本実施の形態8における誘導加熱調理器100の動作について、上記実施の形態1〜7との相違点を中心に説明する。なお、本実施の形態8における誘導加熱調理器100の構成は、上記実施の形態1〜7の何れかと同じである。
【0118】
(動作)
操作表示部43により加熱動作を開始させる入力操作が行われると、制御部45は、入力操作に応じて、駆動回路50a、50d、50eをそれぞれ駆動させ、被加熱物5を誘導加熱する加熱動作を行う。
【0119】
制御部45は、駆動回路50d及び駆動回路50eの駆動周波数を、駆動回路50aの駆動周波数よりも可聴周波数以上高くする。すなわち、制御部45は、各外周コイルに流れる高周波電流の周波数を、内周コイル11aに流れる高周波電流の周波数よりも可聴周波数以上高くなるように、駆動回路50d、50eをそれぞれ駆動する。例えば、制御部45は、駆動回路50aを23kHzの駆動周波数で駆動し、駆動回路50d及び駆動回路50eを90kHzの駆動周波数で駆動する。
【0120】
ここで、可聴周波数とは、人の聴覚によって認識できる音の周波数である。可聴周波数の下限は、略20kHzである。
【0121】
以上のような動作により、異なる周波数の高周波電流が隣接するコイルに流れることによって、磁気的な干渉によって生じる騒音の発生を抑制できる。

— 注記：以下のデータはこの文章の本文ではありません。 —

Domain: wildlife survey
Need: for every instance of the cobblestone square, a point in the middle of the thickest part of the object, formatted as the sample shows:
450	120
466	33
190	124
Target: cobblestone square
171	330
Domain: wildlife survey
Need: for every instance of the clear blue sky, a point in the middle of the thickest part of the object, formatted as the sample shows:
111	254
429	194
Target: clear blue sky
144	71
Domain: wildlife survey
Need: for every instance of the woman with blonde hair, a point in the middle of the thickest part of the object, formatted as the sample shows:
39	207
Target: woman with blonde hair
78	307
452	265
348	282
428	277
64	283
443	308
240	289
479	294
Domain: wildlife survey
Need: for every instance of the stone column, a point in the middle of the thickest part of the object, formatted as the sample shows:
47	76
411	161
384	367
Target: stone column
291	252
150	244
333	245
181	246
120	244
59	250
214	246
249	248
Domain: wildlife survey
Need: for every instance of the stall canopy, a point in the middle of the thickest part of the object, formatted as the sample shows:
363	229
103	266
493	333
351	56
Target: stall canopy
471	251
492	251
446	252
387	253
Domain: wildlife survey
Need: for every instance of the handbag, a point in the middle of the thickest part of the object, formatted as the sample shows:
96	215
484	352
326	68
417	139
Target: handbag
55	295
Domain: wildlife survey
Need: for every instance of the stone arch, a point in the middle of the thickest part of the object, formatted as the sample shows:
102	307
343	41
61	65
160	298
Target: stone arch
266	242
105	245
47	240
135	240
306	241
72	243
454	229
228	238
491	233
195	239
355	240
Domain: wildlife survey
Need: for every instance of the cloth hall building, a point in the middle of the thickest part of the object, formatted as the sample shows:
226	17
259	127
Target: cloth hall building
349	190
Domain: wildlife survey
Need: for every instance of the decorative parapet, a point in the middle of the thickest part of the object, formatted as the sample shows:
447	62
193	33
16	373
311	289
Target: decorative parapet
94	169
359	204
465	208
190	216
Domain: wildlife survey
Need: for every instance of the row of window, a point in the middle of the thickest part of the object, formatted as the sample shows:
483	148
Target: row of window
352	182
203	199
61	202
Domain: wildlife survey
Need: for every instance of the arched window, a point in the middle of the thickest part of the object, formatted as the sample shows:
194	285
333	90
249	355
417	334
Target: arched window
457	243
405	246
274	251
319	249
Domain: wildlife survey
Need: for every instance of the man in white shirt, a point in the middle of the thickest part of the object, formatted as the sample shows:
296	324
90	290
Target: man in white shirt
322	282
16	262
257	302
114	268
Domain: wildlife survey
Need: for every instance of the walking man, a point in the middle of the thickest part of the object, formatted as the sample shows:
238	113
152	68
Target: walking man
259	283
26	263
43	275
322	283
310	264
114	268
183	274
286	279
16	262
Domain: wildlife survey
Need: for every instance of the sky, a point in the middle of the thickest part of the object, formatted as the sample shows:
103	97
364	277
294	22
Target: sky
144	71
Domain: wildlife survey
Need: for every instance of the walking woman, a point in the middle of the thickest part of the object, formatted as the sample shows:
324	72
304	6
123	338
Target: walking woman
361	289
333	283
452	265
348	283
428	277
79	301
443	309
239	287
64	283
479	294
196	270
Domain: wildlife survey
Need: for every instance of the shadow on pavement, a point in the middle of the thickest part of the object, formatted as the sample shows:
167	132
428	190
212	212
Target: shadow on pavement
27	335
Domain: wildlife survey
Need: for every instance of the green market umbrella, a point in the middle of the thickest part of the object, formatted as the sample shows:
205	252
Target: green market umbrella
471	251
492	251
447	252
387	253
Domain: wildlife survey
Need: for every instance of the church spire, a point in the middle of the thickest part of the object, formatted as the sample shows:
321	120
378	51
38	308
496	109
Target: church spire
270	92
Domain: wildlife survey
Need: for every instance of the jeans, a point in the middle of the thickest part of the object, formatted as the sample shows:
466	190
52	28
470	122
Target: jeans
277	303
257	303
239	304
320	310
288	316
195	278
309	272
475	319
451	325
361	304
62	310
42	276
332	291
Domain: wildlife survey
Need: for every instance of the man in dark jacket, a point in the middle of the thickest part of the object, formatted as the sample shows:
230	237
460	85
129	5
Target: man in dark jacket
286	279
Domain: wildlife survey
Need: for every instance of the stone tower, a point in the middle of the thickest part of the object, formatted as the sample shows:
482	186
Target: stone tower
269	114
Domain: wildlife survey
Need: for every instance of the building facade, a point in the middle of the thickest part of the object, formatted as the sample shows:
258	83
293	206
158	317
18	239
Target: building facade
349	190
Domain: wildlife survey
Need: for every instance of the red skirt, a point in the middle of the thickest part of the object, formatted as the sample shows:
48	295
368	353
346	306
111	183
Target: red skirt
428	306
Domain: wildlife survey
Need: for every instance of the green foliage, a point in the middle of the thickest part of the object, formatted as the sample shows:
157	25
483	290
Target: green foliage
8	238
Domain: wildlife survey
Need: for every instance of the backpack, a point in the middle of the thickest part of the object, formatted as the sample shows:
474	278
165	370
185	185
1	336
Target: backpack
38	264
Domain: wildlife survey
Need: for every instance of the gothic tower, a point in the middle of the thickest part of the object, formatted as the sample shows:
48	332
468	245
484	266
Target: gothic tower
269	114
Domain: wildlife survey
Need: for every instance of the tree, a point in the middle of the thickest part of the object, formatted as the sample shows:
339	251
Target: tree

また、加熱口の外側に配置された各外周コイルに、内周コイル11aに流れる電流よりも高い周波数の高周波電流が流れる。このため、加熱口の外周側となる被加熱物5の外周部を加熱しやすく、被加熱物5の外周部の火力及び発熱を向上させる効果が得られる。
【0122】
ここで、被加熱物5の中には、非磁性体に磁性体を取り付けた複合材によって形成されたものがある。例えば、アルミニウムなどの非磁性体のフライパンの底の中央部に、ステンレスなどの磁性体が取り付けられて被加熱物5が形成されている。なお、磁性体の非磁性体への取り付けは、例えば、貼り付け、溶着、溶射、圧着、嵌め込み、かしめ、埋め込み等、任意の方法が用いられる。
【0123】
一般に、複合材の被加熱物5は、非磁性体であるベースの、底面が平らとなる中央部分に磁性体が取り付けられ、底面が湾曲する外周部には磁性体が取り付けられていない。このような被加熱物5が加熱口に載置されると、加熱口の中央に磁性体が載置され、加熱口の外周側に非磁性体が載置されることとなる。
【0124】
本実施の形態8の誘導加熱調理器100は、各外周コイルを内周コイル11aよりも高周波の電流が流れるため、上記のような複合材の被加熱物5を誘導加熱する際に、複合材の被加熱物5の外周部となる非磁性体を高周波加熱することができる。よって、被加熱物5の材質に適した誘導加熱を行うことができる。
【0125】
なお、各外周コイルを駆動する駆動回路50d及び駆動回路50eのスイッチング素子に、ワイドバンドギャップ半導体材料を用いても良い。高周波で駆動させるスイッチング素子にワイドバンドギャップ半導体材料を用いることで、スイッチング素子の通電損失を減らすことができる。また、スイッチング周波数を高周波にしても駆動回路の放熱が良好であるため、駆動回路の放熱フィンを小型にすることができ、駆動回路の小型化及び低コスト化を実現することができる。